The Real Kamala Harris Crashes Last ‘SNL’ Before Election Day

LIVE FROM THE CAMPAIGN TRAIL

The vice president made a surprise appearance on “Saturday Night Live” with just three days to go in the race. “I don’t really laugh like that, do I?” she asked.

Kamala Harris
NBC/screengrab

After rallying in North Carolina on Saturday, Vice President Kamala Harris diverted Air Force Two from an expected landing in Michigan to New York City to make a last-minute appearance in the cold open of the final episode of Saturday Night Live before Election Day.

After James Austin Johnson’s Donald Trump spent a few minutes “running on fumes” and fellating the microphone in his orange garbage truck vest, Maya Rudolph’s Harris shared her disgusted reactions.

But the show saved the main event for the final moments of the sketch, when the real Kamala Harris showed up in the dressing room mirror to give her fictional self a pep talk. And she has never looked happier.

“It is nice to see you, Kamala,” Harris told her SNL doppelgänger. “I’m just here to remind you: You got this, because you can do something your opponent cannot do. You can open doors.”

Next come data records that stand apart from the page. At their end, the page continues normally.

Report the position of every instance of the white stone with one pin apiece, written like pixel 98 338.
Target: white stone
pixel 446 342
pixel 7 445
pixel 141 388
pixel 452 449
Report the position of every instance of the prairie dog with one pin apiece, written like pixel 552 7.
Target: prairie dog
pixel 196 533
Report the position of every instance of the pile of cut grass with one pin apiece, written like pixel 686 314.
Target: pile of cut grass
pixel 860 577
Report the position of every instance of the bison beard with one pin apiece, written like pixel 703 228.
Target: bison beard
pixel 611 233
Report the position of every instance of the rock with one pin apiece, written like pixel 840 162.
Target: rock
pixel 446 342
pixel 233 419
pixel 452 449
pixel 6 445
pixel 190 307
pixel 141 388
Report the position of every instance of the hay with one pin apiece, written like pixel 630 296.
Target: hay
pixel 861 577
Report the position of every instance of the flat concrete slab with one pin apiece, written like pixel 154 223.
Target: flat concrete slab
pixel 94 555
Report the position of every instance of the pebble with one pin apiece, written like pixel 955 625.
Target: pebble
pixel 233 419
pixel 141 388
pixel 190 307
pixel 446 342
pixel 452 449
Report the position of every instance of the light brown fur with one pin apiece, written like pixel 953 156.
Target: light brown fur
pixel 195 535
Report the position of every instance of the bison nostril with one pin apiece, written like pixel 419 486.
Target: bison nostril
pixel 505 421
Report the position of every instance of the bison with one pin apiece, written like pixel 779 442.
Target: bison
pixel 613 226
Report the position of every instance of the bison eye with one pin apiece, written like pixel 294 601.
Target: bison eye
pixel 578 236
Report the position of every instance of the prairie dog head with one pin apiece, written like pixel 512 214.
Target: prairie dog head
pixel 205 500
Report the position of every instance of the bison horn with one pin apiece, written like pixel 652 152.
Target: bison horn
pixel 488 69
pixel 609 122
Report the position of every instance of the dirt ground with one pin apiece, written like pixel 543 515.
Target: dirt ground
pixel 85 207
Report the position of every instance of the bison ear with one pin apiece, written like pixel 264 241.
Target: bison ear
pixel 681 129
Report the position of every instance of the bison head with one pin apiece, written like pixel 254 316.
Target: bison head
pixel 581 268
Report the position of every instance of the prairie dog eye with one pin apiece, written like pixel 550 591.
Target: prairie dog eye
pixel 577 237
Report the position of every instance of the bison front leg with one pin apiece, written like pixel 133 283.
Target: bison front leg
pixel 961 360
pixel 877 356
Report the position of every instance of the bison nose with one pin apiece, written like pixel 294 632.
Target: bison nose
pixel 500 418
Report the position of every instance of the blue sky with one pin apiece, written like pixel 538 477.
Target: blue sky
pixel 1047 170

In response to the joke, which referenced Trump’s recent campaign stunt where he struggled to open a garbage truck door, Rudolph did an impression of Harris’ laugh.

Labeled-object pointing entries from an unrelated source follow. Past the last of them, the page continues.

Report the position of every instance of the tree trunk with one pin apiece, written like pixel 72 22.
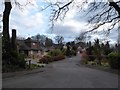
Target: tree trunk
pixel 6 36
pixel 116 7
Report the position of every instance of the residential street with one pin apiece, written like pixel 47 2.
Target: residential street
pixel 64 74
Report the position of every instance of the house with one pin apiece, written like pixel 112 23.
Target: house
pixel 31 48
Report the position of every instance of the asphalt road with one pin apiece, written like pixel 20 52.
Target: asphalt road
pixel 64 74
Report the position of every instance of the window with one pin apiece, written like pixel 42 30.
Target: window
pixel 33 43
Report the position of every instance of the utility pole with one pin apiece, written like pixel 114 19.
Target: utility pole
pixel 119 37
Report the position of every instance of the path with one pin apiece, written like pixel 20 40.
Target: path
pixel 64 74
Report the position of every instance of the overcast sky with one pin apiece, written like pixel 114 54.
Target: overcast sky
pixel 30 21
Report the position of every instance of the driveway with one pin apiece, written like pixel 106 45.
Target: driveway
pixel 64 74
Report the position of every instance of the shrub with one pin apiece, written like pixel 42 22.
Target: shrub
pixel 59 57
pixel 114 60
pixel 55 52
pixel 47 58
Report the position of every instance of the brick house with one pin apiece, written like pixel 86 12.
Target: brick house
pixel 31 48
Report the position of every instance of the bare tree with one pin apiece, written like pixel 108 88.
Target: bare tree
pixel 81 37
pixel 59 39
pixel 102 12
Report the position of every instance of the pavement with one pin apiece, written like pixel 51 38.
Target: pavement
pixel 62 74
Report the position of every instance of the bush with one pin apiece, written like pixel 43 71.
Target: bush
pixel 55 52
pixel 46 59
pixel 59 57
pixel 114 60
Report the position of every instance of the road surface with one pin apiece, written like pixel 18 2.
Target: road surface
pixel 64 74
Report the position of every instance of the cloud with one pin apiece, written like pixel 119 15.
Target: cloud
pixel 27 22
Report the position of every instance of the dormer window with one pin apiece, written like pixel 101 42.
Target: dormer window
pixel 33 43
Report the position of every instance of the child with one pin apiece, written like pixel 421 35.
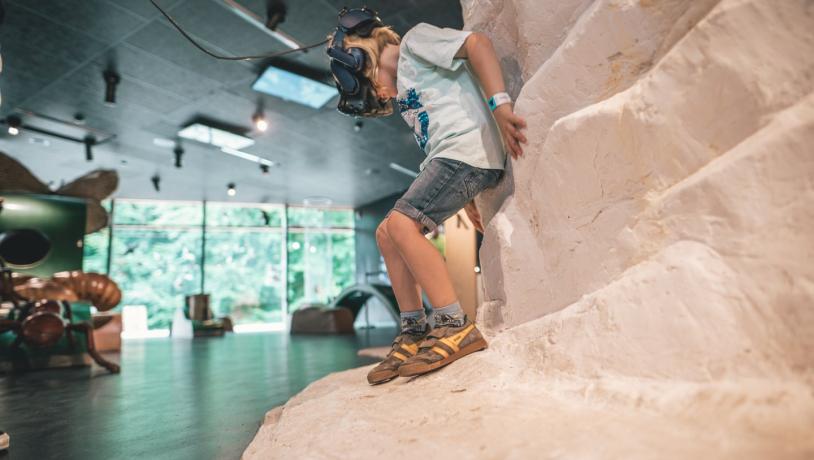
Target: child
pixel 444 105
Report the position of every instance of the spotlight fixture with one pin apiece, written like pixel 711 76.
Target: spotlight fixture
pixel 275 13
pixel 112 80
pixel 178 151
pixel 259 120
pixel 89 141
pixel 14 123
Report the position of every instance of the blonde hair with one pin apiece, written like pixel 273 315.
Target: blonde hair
pixel 373 46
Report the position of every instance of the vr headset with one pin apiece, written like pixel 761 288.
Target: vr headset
pixel 356 94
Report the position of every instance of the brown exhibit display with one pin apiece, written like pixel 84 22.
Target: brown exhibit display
pixel 41 313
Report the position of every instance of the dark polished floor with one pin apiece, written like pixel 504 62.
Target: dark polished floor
pixel 175 399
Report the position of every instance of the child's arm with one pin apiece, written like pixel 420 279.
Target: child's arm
pixel 483 60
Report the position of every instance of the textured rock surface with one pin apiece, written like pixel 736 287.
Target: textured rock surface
pixel 648 270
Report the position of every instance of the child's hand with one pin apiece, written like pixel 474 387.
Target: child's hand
pixel 510 126
pixel 474 215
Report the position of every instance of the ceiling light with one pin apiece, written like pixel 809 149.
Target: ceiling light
pixel 89 141
pixel 112 80
pixel 14 123
pixel 178 151
pixel 248 156
pixel 215 136
pixel 292 87
pixel 275 13
pixel 259 120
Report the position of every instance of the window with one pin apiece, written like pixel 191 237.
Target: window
pixel 321 256
pixel 244 271
pixel 253 259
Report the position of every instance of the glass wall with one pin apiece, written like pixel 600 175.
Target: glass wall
pixel 321 256
pixel 257 261
pixel 244 267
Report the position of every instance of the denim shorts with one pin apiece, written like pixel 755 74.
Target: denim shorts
pixel 442 189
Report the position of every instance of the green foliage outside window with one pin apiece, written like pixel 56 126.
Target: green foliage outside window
pixel 156 257
pixel 157 268
pixel 95 252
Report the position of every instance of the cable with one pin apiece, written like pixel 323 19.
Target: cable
pixel 230 58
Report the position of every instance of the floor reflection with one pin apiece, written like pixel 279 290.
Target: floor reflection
pixel 175 399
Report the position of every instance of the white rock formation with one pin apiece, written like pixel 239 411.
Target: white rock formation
pixel 649 270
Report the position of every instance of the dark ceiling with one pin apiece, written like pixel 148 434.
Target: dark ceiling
pixel 54 53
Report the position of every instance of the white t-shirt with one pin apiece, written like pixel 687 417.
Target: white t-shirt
pixel 441 100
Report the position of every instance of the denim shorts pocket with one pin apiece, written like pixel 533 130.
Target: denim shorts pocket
pixel 480 179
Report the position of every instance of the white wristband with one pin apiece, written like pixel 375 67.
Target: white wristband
pixel 499 99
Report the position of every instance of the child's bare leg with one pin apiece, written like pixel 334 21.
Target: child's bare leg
pixel 408 293
pixel 425 263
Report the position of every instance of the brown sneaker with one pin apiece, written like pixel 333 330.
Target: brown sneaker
pixel 442 346
pixel 405 346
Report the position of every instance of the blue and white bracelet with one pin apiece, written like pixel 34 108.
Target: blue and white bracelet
pixel 498 100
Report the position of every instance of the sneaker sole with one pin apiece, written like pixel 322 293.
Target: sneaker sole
pixel 377 378
pixel 411 370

Harris asked, “I don’t really laugh like that, do I?” And Rudolph answered, “A little bit.”

From there, the two went back and forth telling each other Kamala-based puns: “The American people want to stop the chaos and end the dramala,” Harris said, later adding, “Like Legally Blonde-ala.”

Rudolph agreed, adding, “Get back in our pajamalas, and watch a rom-comala.”

The sketch soon left the mirror format, with Rudolph and Harris standing side by side.

“I’m gonna vote for us,” Rudolph said.

“Great,” Harris said. “Any chance you’re registered in Pennsylvania?”

The cameo called to mind Hillary Clinton’s appearance as “Val the bartender” alongside her impressionist, Kate McKinnon, in October of 2015—more than a year before she lost the 2016 election to Trump.

But the last presidential candidate to appear on the show so close to a general election was John McCain, who popped up with Tina Fey’s Sarah Palin on the Saturday before he lost to Barack Obama in 2008.

In that sketch, McCain all but admitted he knew he was going down as Fey turned to the camera and started hawking “Palin 2012″ T-shirts.

Harris’ joyful appearance across the mirror from Rudolph struck a very different tone as the two women laughed together in the midst of what seems to be a Trump campaign meltdown, following his hate-filled Madison Square Garden rally just a few city blocks away less than one week ago.